The Comptroller and Auditor General of India (CAG) released the *State Finances 2024-25* report on 16 June 2026. It reveals that out of 28 states, 13 posted a revenue surplus while 15 recorded a revenue deficit for the fiscal year 2024‑25.
Key Developments
- Eight states (Uttar Pradesh, Gujarat, Jharkhand, Manipur and nine others) achieved surplus revenues.
- Among the 18 states that had set a revenue‑surplus target, only 9 met it; the rest, including Assam, Bihar, Chhattisgarh, Haryana, Himachal Pradesh, Karnataka, Maharashtra, Mizoram and Telangana, fell into deficit.
- Seven states aimed for a zero‑deficit position (Goa, Jharkhand, Punjab, Rajasthan, Tamil Nadu, Tripura, Uttar Pradesh).
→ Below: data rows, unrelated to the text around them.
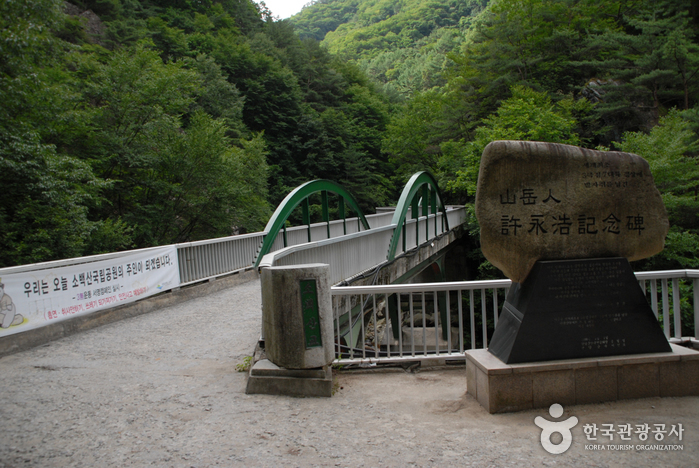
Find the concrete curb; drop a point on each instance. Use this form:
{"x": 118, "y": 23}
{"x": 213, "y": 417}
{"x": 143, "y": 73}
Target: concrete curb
{"x": 32, "y": 338}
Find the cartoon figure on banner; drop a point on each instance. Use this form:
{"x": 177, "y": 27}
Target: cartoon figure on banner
{"x": 8, "y": 311}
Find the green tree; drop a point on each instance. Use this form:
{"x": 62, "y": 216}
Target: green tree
{"x": 529, "y": 116}
{"x": 43, "y": 214}
{"x": 671, "y": 151}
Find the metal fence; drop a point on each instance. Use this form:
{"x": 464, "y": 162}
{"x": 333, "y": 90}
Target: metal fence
{"x": 206, "y": 259}
{"x": 393, "y": 323}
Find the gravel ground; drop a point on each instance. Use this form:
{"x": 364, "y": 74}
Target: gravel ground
{"x": 161, "y": 390}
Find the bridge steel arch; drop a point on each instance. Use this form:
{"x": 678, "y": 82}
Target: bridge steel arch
{"x": 422, "y": 185}
{"x": 300, "y": 196}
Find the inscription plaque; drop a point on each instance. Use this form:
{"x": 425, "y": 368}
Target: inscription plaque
{"x": 570, "y": 309}
{"x": 311, "y": 317}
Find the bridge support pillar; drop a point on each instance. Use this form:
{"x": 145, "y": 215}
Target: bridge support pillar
{"x": 298, "y": 327}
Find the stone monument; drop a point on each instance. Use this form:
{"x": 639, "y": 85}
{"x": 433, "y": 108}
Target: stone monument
{"x": 563, "y": 222}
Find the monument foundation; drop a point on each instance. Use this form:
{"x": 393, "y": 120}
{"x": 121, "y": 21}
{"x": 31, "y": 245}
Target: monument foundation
{"x": 562, "y": 223}
{"x": 502, "y": 388}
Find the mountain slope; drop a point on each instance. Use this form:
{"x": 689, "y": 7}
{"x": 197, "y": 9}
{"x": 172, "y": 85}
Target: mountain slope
{"x": 401, "y": 44}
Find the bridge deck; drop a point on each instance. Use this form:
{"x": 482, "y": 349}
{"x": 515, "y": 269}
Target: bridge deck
{"x": 162, "y": 389}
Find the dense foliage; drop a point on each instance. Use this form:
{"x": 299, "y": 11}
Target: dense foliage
{"x": 137, "y": 123}
{"x": 151, "y": 122}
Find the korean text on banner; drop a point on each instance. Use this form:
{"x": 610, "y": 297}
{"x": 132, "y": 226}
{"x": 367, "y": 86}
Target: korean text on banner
{"x": 37, "y": 298}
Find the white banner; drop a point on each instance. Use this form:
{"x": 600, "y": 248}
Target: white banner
{"x": 37, "y": 298}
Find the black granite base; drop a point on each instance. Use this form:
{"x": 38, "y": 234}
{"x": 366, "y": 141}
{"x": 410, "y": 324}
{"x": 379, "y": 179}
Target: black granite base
{"x": 571, "y": 309}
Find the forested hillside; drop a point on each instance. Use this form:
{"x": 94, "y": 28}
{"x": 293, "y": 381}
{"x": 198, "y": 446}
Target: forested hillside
{"x": 143, "y": 122}
{"x": 403, "y": 45}
{"x": 130, "y": 123}
{"x": 611, "y": 75}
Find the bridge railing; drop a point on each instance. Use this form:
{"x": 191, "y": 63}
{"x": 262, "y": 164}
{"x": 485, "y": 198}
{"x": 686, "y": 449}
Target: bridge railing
{"x": 441, "y": 320}
{"x": 356, "y": 253}
{"x": 298, "y": 235}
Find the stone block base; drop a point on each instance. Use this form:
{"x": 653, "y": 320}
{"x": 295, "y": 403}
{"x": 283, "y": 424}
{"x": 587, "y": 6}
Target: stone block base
{"x": 502, "y": 388}
{"x": 269, "y": 379}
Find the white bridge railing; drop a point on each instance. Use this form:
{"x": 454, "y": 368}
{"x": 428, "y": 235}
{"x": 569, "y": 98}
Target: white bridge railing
{"x": 206, "y": 259}
{"x": 369, "y": 332}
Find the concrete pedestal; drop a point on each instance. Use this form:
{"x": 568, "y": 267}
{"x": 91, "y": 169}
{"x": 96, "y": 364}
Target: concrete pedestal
{"x": 269, "y": 379}
{"x": 298, "y": 330}
{"x": 501, "y": 387}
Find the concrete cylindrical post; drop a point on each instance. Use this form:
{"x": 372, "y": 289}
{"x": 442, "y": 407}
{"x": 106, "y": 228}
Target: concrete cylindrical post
{"x": 297, "y": 316}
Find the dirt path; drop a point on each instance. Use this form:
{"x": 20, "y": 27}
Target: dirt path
{"x": 161, "y": 390}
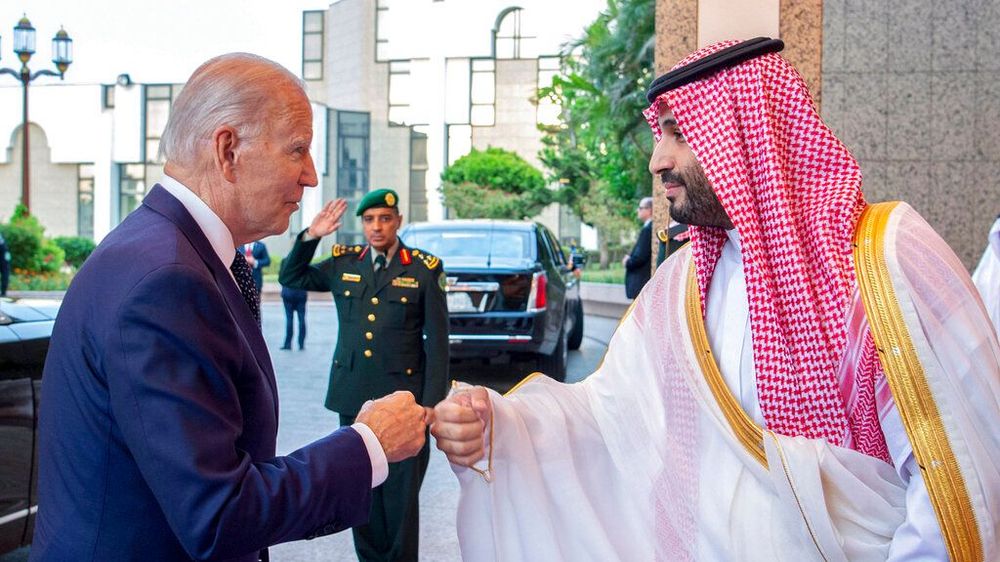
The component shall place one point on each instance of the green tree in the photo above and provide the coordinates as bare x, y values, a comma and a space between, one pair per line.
494, 183
600, 151
29, 249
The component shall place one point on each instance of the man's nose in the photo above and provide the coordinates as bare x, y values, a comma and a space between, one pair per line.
661, 160
309, 177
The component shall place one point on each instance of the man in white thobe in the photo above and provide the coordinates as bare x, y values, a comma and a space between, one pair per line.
987, 275
812, 378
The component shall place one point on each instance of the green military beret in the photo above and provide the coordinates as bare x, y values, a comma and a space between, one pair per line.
378, 198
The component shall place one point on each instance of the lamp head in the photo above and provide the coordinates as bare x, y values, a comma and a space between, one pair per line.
24, 39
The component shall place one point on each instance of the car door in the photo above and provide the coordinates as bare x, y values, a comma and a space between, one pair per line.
555, 273
16, 440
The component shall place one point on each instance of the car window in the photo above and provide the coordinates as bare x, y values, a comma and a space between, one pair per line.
557, 255
453, 243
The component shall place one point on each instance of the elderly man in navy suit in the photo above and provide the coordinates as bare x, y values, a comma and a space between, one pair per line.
159, 407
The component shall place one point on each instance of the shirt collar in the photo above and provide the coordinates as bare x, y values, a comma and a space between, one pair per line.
388, 255
733, 249
211, 225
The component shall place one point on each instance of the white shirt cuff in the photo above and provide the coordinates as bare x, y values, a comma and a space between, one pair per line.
380, 465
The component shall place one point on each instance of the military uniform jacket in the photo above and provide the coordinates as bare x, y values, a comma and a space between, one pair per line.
393, 333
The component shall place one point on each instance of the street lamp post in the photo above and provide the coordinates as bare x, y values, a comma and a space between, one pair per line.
62, 57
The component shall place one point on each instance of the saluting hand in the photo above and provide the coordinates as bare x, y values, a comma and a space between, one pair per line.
459, 425
398, 423
328, 219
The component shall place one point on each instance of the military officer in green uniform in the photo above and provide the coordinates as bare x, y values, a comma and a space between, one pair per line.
393, 336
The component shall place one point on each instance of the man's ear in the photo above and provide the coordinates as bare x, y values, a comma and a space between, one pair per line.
224, 143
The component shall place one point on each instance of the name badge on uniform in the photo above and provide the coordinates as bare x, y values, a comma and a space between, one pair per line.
408, 282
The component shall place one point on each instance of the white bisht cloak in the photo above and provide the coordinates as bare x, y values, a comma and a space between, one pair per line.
625, 465
987, 275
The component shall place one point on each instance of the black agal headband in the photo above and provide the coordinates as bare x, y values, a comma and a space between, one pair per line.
730, 56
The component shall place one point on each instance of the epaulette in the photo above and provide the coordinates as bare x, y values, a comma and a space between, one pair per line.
429, 260
345, 250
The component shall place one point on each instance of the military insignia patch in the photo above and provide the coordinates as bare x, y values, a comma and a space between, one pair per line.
407, 282
430, 261
342, 250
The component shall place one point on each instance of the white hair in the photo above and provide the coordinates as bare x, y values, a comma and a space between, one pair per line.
233, 89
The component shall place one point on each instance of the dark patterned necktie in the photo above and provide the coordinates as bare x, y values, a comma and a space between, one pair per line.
244, 279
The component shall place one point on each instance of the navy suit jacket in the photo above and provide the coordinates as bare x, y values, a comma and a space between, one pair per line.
159, 414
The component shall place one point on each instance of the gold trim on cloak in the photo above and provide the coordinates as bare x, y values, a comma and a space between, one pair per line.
750, 435
947, 489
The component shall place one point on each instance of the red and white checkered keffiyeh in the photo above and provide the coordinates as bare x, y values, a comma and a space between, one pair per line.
793, 192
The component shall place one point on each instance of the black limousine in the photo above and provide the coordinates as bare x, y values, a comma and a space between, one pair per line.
511, 290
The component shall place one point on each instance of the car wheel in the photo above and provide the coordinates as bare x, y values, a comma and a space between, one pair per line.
576, 334
555, 365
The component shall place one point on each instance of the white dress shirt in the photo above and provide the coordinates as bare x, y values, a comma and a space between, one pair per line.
221, 239
727, 321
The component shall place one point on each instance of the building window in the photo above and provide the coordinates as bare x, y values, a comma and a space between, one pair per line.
158, 100
509, 42
353, 133
418, 174
312, 45
131, 188
400, 88
548, 110
381, 30
459, 142
482, 92
85, 200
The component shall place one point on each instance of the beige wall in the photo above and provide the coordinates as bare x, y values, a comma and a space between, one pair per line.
53, 186
516, 116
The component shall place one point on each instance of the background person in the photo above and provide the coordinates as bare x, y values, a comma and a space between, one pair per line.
295, 305
4, 266
393, 335
159, 408
257, 257
637, 262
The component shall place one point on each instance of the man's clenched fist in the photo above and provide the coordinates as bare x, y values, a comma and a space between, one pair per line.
460, 422
398, 423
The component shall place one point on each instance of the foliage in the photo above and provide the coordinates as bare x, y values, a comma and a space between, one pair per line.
22, 280
49, 259
600, 152
494, 183
29, 249
23, 243
76, 248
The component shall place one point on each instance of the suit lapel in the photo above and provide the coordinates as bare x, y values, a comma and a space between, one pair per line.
162, 202
363, 266
394, 268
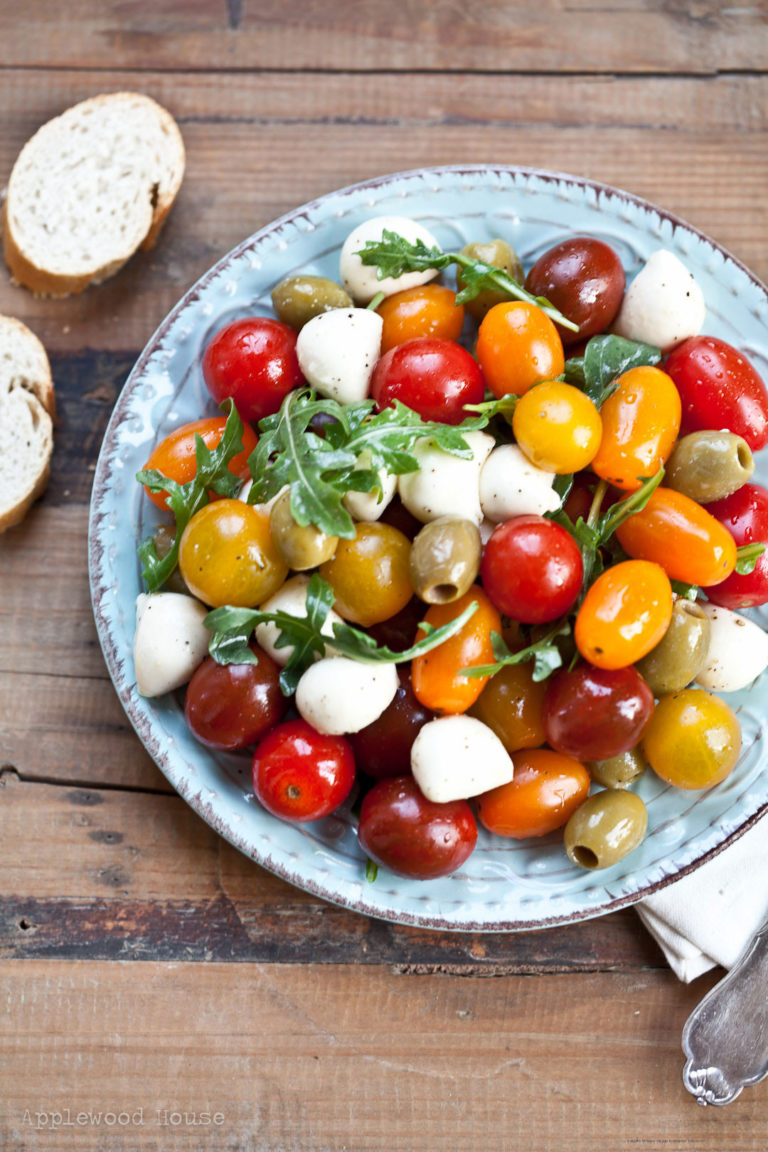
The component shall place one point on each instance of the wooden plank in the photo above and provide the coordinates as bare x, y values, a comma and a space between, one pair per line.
109, 874
527, 37
246, 137
312, 1059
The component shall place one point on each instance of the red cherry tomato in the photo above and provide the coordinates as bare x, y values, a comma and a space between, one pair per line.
253, 361
433, 377
233, 705
301, 774
584, 279
532, 569
411, 835
720, 388
745, 515
175, 456
547, 787
594, 713
383, 748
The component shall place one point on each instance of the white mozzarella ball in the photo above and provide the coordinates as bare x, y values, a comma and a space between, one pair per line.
369, 506
510, 485
337, 695
738, 651
456, 757
169, 642
290, 599
446, 485
360, 280
663, 305
337, 351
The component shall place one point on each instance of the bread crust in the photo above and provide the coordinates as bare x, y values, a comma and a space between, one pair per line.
161, 192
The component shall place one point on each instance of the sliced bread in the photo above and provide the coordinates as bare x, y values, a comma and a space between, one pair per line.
27, 409
89, 189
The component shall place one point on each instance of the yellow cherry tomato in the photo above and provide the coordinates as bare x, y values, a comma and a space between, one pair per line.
557, 426
430, 310
693, 739
624, 614
436, 676
227, 555
640, 422
517, 347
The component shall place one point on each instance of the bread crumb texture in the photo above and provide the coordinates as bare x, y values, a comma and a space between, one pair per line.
27, 409
89, 189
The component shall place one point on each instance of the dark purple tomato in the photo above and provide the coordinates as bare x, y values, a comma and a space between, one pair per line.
720, 388
532, 569
233, 705
301, 774
583, 278
594, 713
255, 362
411, 835
745, 515
383, 748
432, 376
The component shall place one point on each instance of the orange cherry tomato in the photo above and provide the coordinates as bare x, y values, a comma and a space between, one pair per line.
547, 787
640, 422
175, 455
624, 614
557, 426
435, 676
430, 310
517, 347
681, 536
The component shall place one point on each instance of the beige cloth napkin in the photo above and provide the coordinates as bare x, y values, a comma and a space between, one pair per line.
707, 918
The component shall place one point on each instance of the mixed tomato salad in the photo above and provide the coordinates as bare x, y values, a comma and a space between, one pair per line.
466, 544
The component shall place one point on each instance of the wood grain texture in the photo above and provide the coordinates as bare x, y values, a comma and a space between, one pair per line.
316, 1059
600, 36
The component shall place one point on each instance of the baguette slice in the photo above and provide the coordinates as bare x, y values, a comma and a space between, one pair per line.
89, 189
27, 409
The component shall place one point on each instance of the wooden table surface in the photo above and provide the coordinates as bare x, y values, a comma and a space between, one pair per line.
151, 975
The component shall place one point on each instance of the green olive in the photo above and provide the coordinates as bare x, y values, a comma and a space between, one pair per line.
301, 546
499, 254
606, 828
620, 771
298, 298
682, 651
445, 559
709, 465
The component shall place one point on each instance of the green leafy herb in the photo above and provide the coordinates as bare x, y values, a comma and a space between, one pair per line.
605, 358
212, 475
232, 630
545, 653
395, 256
320, 467
746, 558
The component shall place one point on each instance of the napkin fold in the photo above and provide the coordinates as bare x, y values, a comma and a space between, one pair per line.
708, 917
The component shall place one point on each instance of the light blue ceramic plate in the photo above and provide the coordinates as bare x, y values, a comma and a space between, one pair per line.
504, 885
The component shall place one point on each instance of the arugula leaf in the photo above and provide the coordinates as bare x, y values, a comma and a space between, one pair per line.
320, 468
605, 358
232, 630
212, 475
746, 558
394, 256
545, 653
Four of them (Goa, Jharkhand, Tripura, Uttar Pradesh) actually posted a surplus.
- Four deficit states – Himachal Pradesh, Mizoram, Punjab and West Bengal – received deficit‑grant assistance from the Finance Commission.
- If the indicative fiscal‑deficit ceiling of 3 % of GSDP (set by the Fifteenth Finance Commission) is applied, 18 states exceed the target.
Important Facts
The aggregate revenue deficit of the 15 deficit states, before offsetting surplus, was ₹3,46,385 crore, equal to 1.5 % of their combined GSDP. After netting the surplus of 13 states, the net revenue deficit fell to ₹2,19,041 crore or 0.68 % of the combined GSDP of all 28 states.
State‑own tax receipts formed 50 % of the total revenue receipts of ₹40.52 lakh crore. Within this, State GST contributed more than 43 %.
States that saw a sharp rise in fiscal deficit compared with 2023‑24 include Andhra Pradesh, Assam, Gujarat, Jharkhand, Karnataka, Kerala, Madhya Pradesh, Maharashtra, Meghalaya, Mizoram, Nagaland, Odisha, Tripura and Uttarakhand.
Exam Relevance
Understanding the distinction between revenue deficit and overall fiscal deficit is essential for GS‑3 (Economy) questions on state finances. The role of the CAG and the Finance Commission illustrates the federal fiscal architecture, a frequent topic in Polity and Economy papers.
Way Forward
States need to broaden their tax bases and improve collection efficiency to sustain revenue surplus. Greater reliance on State GST can reduce dependence on central transfers. Simultaneously, adhering to the 3 % fiscal‑deficit ceiling will help maintain macro‑economic stability and avoid excessive borrowing.